• 77°

Ole Miss women’s basketball sign nation’s No. 9 class

The Ole Miss women’s basketball team won just three SEC games in Yolette McPhee-McCuin’s first season as head coach. 

In spite of early results, the turnaround of the Ole Miss women’s program was evident on Wednesday. 

Ole Miss and “Coach Yo” signed the nation’s No. 9 recruiting class on Wednesday’s National Signing Day, highlighted by a pair of five-star signees. 

Madison Scott is the nation’s No. 13 overall ranked player and the second-best wing recruit in the country. A 6-foot-1 forward from Maryland, Scott chose Ole Miss over UCLA, Miami and Florida State. 
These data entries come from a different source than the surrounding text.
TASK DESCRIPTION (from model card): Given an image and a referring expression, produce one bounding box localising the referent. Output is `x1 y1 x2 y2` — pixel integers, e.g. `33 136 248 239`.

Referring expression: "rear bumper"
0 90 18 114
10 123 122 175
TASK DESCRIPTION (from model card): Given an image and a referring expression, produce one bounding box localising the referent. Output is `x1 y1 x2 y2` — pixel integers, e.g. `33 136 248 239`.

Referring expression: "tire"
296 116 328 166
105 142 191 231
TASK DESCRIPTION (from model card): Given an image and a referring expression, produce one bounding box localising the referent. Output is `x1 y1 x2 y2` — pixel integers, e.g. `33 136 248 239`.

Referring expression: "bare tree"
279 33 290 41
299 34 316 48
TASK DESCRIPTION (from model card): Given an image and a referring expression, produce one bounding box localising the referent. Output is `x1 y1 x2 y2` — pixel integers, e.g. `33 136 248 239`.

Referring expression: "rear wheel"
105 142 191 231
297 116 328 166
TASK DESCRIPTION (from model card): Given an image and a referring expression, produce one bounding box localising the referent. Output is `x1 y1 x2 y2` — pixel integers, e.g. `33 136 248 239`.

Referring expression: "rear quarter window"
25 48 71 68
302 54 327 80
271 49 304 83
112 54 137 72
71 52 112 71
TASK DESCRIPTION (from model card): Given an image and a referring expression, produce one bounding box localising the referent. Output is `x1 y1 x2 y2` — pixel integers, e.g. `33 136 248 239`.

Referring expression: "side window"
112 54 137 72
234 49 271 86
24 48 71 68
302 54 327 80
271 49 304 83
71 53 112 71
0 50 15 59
“When we found out that Madi will be joining the Rebel family, we were speechless,” McPhee-McCuin said. “When I first began the process with her, I told my staff that it would be highly unlikely that we get her, but it just goes to show that because we worked hard and believed in what we’re doing here that good things can happen.” 

Jacorriah Bracey, from Drew, Miss., rated as the nation’s No. 48 overall recruit and the 11th-ranked guard. Signing Bracey makes the second year in a row that Ole Miss has landed the top recruit in the state of Mississippi. In her career at Tomas E. Edwards high school, Bracey has averaged over 30 points per game and six assists. 

Rounding out the Rebel class is three-star recruits Snudda Collins, from Brookhaven, Miss., and Caitlin McGee, from Jacksonville, Fla. 

Ole Miss’s class ranks No. 9 in the nation and the top class in the SEC, edging out Kentucky at ten. 

“It is my hope that this class shows the type of talent we’d like to bring here to Ole Miss for years to come,” McPhee-McCuin said. “What excites me the most is not the talent that these ladies clearly have, but more importantly the type of people that will be representing Ole Miss here in Oxford and nationally. 

“My staff has worked extremely hard to help put this class together, and I’m truly excited about it. We’ve got size, length, athleticism, skill and talent that will help us progress toward the goal of becoming a prominent program in the SEC.”